Writing a book

The Unknown Known in Books

The Unknown Known in BooksThe biggest novel of the summer came from an unknown author. But the book wasn’t a hit until that unknown author was reveled to be a quite well-known author. I’m talking about “The Cuckoo’s Calling,” by Robert Galbraith, aka J.K. Rowling writing under a pseudonym.

The book when published, as many people in the publishing industry now, made barely a ripple. When, through a series of circumstances that appear to be unrelated to Rowling herself, it was revealed that she was the author, the book suddenly became not only widely reviewed but a smash hit.

It was the same book before it became known who wrote it.

But it wasn’t the same brand.

So there you have it: books, even good books, can disappear without a trace, unless the author does something to become known.

As an article in The New York Times pointed out, ” In any event, a publishing contract is hardly a guarantee of critical or commercial success. Much depends on how a new manuscript is treated by the publisher.

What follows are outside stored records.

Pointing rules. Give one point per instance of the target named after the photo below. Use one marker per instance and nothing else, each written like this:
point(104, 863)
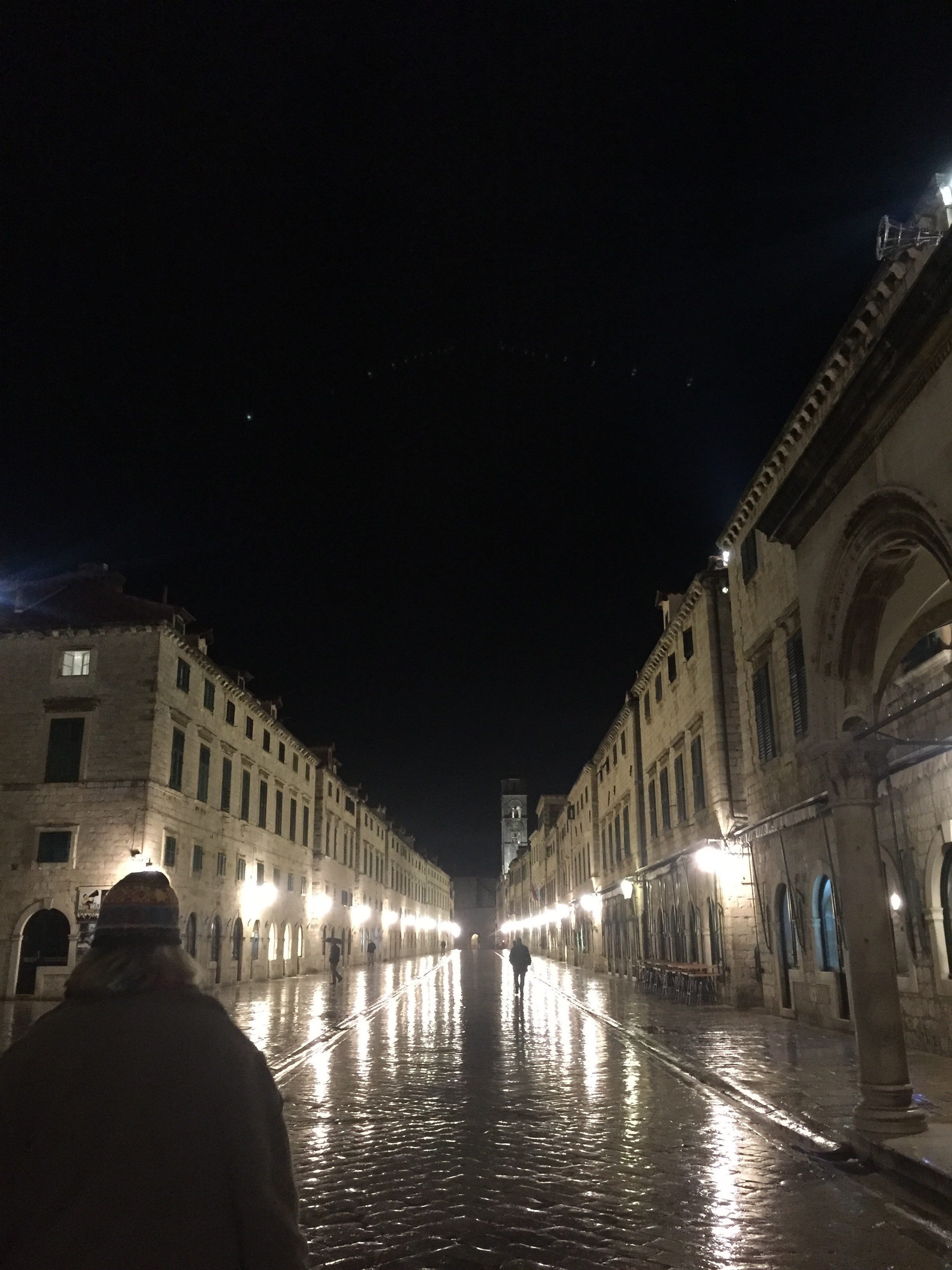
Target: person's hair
point(131, 967)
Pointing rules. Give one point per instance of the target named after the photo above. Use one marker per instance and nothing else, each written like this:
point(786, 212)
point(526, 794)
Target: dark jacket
point(144, 1132)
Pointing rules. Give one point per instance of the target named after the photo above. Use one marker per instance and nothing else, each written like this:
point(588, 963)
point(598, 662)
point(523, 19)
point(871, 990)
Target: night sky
point(414, 347)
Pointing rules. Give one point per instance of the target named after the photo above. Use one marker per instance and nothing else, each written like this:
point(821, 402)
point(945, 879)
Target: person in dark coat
point(140, 1128)
point(334, 958)
point(521, 961)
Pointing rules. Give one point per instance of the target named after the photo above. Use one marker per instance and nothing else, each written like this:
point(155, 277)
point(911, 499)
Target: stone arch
point(888, 539)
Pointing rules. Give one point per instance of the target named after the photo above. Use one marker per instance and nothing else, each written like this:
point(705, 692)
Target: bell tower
point(516, 824)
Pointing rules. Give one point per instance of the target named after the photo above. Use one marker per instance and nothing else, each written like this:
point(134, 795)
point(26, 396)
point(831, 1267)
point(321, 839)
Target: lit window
point(75, 662)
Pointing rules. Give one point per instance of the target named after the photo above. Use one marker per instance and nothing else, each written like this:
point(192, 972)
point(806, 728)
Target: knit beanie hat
point(141, 909)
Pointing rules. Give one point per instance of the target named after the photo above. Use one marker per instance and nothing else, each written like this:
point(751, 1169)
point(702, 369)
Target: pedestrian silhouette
point(521, 961)
point(182, 1117)
point(334, 958)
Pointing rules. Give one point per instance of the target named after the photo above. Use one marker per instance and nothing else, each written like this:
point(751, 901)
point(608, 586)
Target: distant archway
point(46, 942)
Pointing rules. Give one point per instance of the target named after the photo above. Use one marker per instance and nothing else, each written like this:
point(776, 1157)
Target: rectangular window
point(75, 662)
point(763, 716)
point(748, 556)
point(679, 792)
point(54, 847)
point(205, 769)
point(697, 775)
point(65, 750)
point(178, 759)
point(665, 799)
point(796, 667)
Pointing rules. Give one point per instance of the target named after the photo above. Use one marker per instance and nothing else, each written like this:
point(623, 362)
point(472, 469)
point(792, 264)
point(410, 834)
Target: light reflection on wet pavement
point(456, 1128)
point(437, 1122)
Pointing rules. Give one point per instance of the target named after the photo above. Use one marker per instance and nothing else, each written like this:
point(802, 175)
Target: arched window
point(786, 945)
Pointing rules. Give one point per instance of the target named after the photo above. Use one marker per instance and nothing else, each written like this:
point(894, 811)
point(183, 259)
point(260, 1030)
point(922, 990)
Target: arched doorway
point(216, 948)
point(786, 945)
point(46, 942)
point(238, 947)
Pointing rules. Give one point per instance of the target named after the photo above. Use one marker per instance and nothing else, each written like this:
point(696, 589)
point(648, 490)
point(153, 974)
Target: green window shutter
point(178, 759)
point(64, 750)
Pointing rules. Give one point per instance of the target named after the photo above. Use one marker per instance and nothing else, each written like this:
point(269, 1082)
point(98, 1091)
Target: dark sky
point(415, 346)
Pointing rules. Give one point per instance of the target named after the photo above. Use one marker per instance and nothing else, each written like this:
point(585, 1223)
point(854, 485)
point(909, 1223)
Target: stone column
point(885, 1108)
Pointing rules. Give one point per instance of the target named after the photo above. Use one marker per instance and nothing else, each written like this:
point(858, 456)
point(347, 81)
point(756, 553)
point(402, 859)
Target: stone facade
point(125, 746)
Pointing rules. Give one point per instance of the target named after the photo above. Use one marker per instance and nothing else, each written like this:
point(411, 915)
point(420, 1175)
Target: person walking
point(139, 1113)
point(521, 961)
point(334, 958)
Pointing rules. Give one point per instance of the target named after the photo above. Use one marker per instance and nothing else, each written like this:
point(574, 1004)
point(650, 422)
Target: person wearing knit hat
point(139, 1123)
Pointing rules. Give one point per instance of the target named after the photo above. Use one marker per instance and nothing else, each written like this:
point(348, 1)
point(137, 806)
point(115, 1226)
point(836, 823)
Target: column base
point(886, 1112)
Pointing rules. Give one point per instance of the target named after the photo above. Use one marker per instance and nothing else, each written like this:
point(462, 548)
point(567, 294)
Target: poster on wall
point(88, 902)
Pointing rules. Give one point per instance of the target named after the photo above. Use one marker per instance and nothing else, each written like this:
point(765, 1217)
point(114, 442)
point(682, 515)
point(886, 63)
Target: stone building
point(125, 746)
point(841, 558)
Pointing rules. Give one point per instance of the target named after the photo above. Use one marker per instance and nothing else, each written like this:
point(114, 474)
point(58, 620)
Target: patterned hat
point(141, 907)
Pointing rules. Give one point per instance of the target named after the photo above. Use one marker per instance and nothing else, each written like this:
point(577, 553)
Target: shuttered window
point(226, 784)
point(679, 792)
point(178, 759)
point(64, 750)
point(205, 768)
point(697, 774)
point(748, 556)
point(763, 716)
point(665, 799)
point(796, 668)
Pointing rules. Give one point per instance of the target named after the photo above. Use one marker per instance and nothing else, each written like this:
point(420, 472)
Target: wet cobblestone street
point(437, 1122)
point(455, 1128)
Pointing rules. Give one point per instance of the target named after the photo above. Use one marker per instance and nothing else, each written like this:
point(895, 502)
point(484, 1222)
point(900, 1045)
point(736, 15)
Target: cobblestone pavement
point(437, 1122)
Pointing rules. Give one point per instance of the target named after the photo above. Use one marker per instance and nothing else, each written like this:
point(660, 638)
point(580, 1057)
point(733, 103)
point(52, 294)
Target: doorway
point(46, 942)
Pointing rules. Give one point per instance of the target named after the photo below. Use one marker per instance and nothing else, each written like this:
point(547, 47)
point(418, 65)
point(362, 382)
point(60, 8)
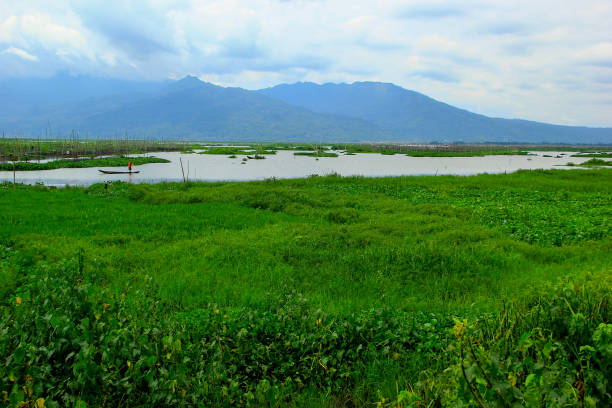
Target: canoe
point(118, 172)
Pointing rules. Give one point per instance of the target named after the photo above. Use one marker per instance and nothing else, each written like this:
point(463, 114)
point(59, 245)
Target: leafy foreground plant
point(554, 350)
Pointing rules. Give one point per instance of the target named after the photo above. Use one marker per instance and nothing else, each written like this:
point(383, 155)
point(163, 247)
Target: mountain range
point(190, 109)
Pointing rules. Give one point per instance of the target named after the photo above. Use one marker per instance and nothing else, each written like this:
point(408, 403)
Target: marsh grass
point(315, 292)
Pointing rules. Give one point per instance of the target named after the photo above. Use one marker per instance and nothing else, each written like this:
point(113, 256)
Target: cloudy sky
point(541, 60)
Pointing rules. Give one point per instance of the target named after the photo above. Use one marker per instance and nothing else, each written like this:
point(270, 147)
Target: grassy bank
point(325, 291)
point(62, 164)
point(318, 153)
point(592, 163)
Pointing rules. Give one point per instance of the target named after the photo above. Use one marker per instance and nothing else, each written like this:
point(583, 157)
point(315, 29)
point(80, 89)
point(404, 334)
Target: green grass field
point(488, 290)
point(99, 162)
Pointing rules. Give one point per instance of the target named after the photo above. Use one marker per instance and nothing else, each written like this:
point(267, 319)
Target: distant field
point(324, 291)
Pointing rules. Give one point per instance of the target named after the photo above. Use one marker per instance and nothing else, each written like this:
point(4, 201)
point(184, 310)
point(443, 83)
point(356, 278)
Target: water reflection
point(285, 164)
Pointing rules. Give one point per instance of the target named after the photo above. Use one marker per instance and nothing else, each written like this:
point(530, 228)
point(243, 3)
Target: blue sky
point(541, 60)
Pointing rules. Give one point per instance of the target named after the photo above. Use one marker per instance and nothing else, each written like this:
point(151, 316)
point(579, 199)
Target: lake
point(284, 164)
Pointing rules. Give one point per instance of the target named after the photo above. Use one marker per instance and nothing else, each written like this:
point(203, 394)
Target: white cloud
point(20, 53)
point(546, 60)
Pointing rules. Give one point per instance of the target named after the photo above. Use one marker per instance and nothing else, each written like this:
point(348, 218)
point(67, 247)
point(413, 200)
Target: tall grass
point(325, 291)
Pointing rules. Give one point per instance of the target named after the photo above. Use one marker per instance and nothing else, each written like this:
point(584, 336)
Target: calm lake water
point(284, 164)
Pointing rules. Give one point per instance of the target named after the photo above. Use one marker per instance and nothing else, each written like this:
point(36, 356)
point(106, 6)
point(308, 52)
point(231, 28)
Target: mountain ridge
point(303, 111)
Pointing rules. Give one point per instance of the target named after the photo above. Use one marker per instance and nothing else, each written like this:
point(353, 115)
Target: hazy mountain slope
point(409, 115)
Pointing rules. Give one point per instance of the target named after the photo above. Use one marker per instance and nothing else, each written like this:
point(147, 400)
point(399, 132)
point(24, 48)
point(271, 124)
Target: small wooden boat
point(118, 172)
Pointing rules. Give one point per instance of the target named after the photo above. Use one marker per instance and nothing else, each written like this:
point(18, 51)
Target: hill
point(192, 109)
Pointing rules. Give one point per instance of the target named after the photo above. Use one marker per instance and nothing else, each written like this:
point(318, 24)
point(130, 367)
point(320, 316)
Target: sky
point(541, 60)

The article mentioned that the book – critically praised since its true author turned out to be the Harry Potter genius – would probably never have been published. Who knows?

What I do know is that it’s harder than ever for an author to break out, given that books from traditional publishers are competing with self-published books, many of them high quality and, probably, many of them that find a wide readership probably those kind of books that would never make it past the slush pile. That’s because publishers want what’s tried and true, not what’s original.

In any event, as a bookseller said in the same article, “…not everyone turns out to be a J. K. Rowling. It reminds me how difficult it is for even good books to succeed.” But even J.K. Rowling wasn’t always J.K. Rowling though publishing changed a lot since the first Harry Potter book came out.

Still, you need to be aware, more than ever, of how important it is to build an audience for your book. You may not find a publisher – they’re more and more picky (and they’re not always publishing the best stuff, as any browser in a bookstore can see), but you’ll find readers. That’s what’s most important.